Listed summits of Càrn a' Gheòidh
| Name | Grid ref | Height | Status |
|---|---|---|---|
| Càrn Bhinnein | NO091762 | 917 m (3008 ft) | Munro Top |

== Overview ==
Càrn a' Gheòidh reaches a height of 975 metres (3199 feet) and is classified as both a Munro and a Marilyn. It is a very accessible hill and when climbed from the Glenshee Ski Centre along with the adjacent mountains of The Cairnwell and Càrn Aosda makes for a very easy round of three Munros for the peak bagger. The mountain is not easily seen to good effect from any main road being completely hidden from the summit of the A93 road by The Cairnwell and Càrn Aosda. It is quite modest in appearance with the smooth slopes of the summit rising unpretentiously above the surrounding high moorland and the hills long ridges. The best views of Càrn a' Gheòidh are obtained from nearby peaks. The mountain's name translates as “Hill of the Goose”, the meaning of which is hard to fathom, although Loch Vrotachan which lies 2 km to the NE may have had geese nesting on it at some time.

== Landscape ==
Càrn a' Gheòidh has a 3 km NE ridge connecting to the bealach between The Cairnwell and Càrn Aosda above Butchart‘s corrie. The highest point of this ridge is Càrn nan Sac (920 metres), a subsidiary top of Carn a' Gheoidh formerly listed in Munros Tables before being deleted in 1981. There are two small lochans on the ridge. Another ridge leads west and then SW to the Munro “Top” of Càrn Bhinnein (917 metres). This peak has more character than the Munro and its steep rocky slopes fall SW into upper Gleann Taitneach.

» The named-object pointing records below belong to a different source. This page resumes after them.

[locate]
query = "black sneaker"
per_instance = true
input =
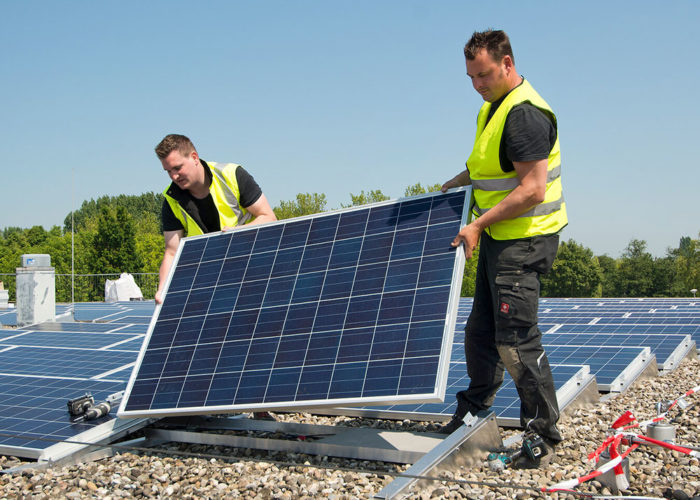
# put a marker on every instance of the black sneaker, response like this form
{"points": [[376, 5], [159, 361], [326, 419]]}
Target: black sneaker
{"points": [[452, 425], [525, 461]]}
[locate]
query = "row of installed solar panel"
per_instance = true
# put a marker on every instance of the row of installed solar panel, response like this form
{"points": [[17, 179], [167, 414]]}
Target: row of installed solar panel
{"points": [[48, 395], [46, 365]]}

Further ridges go north and south from the summit. The northern ridge descends to the valley of the Baddoch Burn. To the south, a broad crest descends for 5 km over the subsidiary tops of Càrn Mòr (876 metres) and Creagan Bheithe (759 metres) via a col of c.600m to the Corbett Ben Gulabin. All drainage from Carn a' Gheoidh is to the east coast of Scotland; however the mountain stands on the watershed between the River Tay and the River Dee with rainfall reaching the North Sea at Aberdeen or the Firth of Tay more than 80 km apart.

== Climbing ==
The easiest and most popular ascent of Càrn a' Gheòidh starts at the Glenshee Ski Centre on the A93 road (grid reference ). The starting height of 640 metres gives an easy ascent of just over 300 metres. The route goes west through the ski area to reach the head of Butchart’s corrie and then along the NE ridge, initially skirting the lip of the steep Coire Dhirich, then passing over Càrn nan Sac to reach the summit. A longer southern approach (14 km) that avoids the Glenshee Ski Area starts at Spittal of Glenshee (grid reference ) and ascends by the southern ridge. This walk can be combined with the ascent of the Ben Gulabin. The summit of the mountain is marked by a cairn of boulders and a circular wind shelter. Carn a' Gheoidh is the highest ground over an area of several square kilometres and gives a good uninterrupted view of the Cairngorms and the Beinn a' Ghlò massif.